One of the most misunderstood behaviours in Python is how imports actually work.

You write:

import math

And it feels like Python loads the module every time.

But in reality, Python loads a module only once, then stores it in a global cache called sys.modules.

This DeepCut explains how that cache works — and why it can lead to subtle bugs in real systems.


🧩 Modules Are Cached in sys.modules

When a module is imported, Python stores it in:

sys.modules
import sys
import math

"math" in sys.modules

This is a dictionary:

{
    "module_name": module_object
}

From that point onward, Python uses this cached object instead of reloading the module.


🧠 Import Happens Only Once

If you import the same module multiple times:

import math
import math

Python does not execute the module again.

Instead:

  • it checks sys.modules
  • finds the existing module
  • returns the same object
id(math) == id(sys.modules["math"])

This is why imports are fast after the first load.


🔄 Module Code Runs Only Once

Top-level code inside a module executes only during the first import.

# demo_module.py
print("Executing module")
import demo_module
import demo_module

Output:

Executing module

Printed only once.

This behaviour is essential for:

  • performance
  • avoiding repeated side effects
  • maintaining module-level state

🧠 Reloading a Module

You can force Python to re-execute a module using:

import importlib
importlib.reload(module)

This reloads the module’s code — but with an important limitation.


⚠️ Reload Does NOT Update Existing References

Consider:

from demo_module import some_function

importlib.reload(demo_module)

Here:

  • demo_module is updated
  • but some_function still points to the old version

This happens because:

  • the reference was copied earlier
  • reload does not rewrite existing references

This is a common source of bugs in:

  • Jupyter notebooks
  • hot-reload systems
  • long-running services

🧬 Circular Imports and Partial Initialisation

When two modules import each other, Python avoids infinite recursion by:

  • inserting the module into sys.modules before execution finishes

This means:

  • other modules may access it
  • even if it’s not fully initialised

This leads to errors like:

  • missing attributes
  • partially defined objects

Understanding this behaviour is key to debugging circular imports.

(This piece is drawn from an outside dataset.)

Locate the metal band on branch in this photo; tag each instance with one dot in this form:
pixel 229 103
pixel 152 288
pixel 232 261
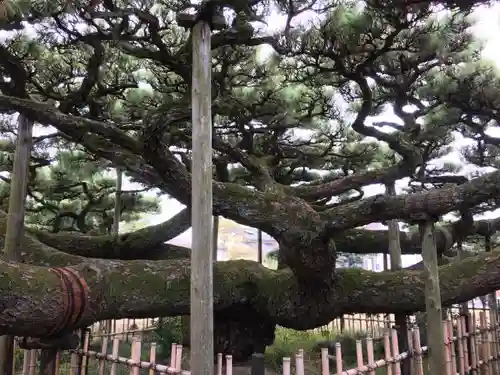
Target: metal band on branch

🔍 sys.modules Is the Source of Truth

Python fully trusts sys.modules.

You can even modify it manually:

import sys

sys.modules["fake_module"] = "Hello"

import fake_module
print(fake_module)

Python does not validate this — it simply returns what’s stored.

This makes sys.modules extremely powerful — and potentially dangerous.


🧠 Why This Matters in Real Systems

Understanding module caching explains many real-world issues:

  • Why changes don’t reflect after reload
  • Why imports behave inconsistently in notebooks
  • Why circular imports break unexpectedly
  • Why shared state exists across modules
  • How plugin systems dynamically load code

This is not just theory — it affects production systems directly.


⚠️ Common Pitfalls

  • Using from module import x with reload
  • Relying on module re-execution
  • Ignoring circular import risks
  • Assuming imports are stateless
  • Modifying sys.modules unintentionally

These issues often appear only in complex or long-running systems.


✅ Key Points

  • Python caches modules in sys.modules
  • Imports reuse the same module object
  • Module code runs only once
  • importlib.reload re-executes code but has limitations
  • Existing references are not updated on reload
  • Circular imports can expose partially initialised modules

The import system is optimised for performance — but requires careful understanding.


Code Snippet:

import sys
import importlib
import math

print("math in cache:", "math" in sys.modules)
print("Module object:", sys.modules["math"])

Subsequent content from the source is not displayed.